Let the caulk dry overnight. Incidentally, the reason you are caulking between coats instead of before painting is that it is much easier to smooth the caulk out over the painted surface than the bare wood—you can even get splinters from the wood, no matter how smooth it seems, so give it a coat of paint first! Your caulk will leave little matte smears all over your glossy paint, but those will disappear under the second coat, so no worries.
Step Five: Apply Second Coat
This is the easiest step and the most fun, because you will see your finished results quickly. Apply the second coat evenly and smoothly, as you did with the first coat, and you should have full coverage over the wood now, as well as coverage of the caulked bits, resulting in a smooth, gorgeous finished product. As with the first coat, don’t forget to keep moving the window sashes up and down to keep them from sticking shut.

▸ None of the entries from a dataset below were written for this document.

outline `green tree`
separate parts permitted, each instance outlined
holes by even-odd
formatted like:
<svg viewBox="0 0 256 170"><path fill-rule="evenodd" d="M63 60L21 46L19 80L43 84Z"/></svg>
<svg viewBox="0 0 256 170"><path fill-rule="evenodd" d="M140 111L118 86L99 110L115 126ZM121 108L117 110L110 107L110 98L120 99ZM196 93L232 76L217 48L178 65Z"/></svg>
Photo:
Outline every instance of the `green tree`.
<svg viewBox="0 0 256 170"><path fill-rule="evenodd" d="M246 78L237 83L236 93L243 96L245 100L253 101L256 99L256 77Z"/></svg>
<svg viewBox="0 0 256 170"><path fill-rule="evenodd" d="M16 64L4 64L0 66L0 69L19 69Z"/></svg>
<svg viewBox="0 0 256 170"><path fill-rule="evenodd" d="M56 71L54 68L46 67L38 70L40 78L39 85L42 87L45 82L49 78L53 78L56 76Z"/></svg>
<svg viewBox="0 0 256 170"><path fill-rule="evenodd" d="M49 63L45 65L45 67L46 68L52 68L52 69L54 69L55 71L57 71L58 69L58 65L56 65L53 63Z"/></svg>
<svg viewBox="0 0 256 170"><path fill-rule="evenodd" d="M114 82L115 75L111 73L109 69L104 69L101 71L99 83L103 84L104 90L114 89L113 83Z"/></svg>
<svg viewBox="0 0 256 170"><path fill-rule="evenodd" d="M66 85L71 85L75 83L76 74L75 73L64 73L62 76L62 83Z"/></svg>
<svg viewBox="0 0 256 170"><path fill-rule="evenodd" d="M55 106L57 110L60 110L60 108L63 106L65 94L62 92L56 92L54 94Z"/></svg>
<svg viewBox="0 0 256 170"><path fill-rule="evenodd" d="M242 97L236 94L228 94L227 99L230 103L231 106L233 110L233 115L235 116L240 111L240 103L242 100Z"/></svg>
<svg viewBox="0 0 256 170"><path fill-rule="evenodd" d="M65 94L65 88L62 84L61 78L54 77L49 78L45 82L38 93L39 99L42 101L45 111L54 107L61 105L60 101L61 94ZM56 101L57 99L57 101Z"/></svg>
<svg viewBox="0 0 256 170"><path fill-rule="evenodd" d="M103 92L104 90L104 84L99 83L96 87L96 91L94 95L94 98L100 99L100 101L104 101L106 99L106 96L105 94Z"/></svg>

Allow paint to dry to the touch, then slowly and carefully remove the masking: Lift the outer edges—the ones that are not directly against the painted surface—first, then pull toward the inner edges to prevent that annoying situation where a tiny little edge of the tape tears off against the painted edge. So this means you want to pull your vertical masking tape off somewhat horizontally and your horizontal tape off kind of vertically, okay? You’ll get the hang of it. Now you can peel off the clingy vinyl (the manufacturer’s stickers should come off with it—any that are directly on the glass are pretty easy to peel off).
Step back and admire your awesome new windows! You did a good job and saved a ton of money—what’s not to love?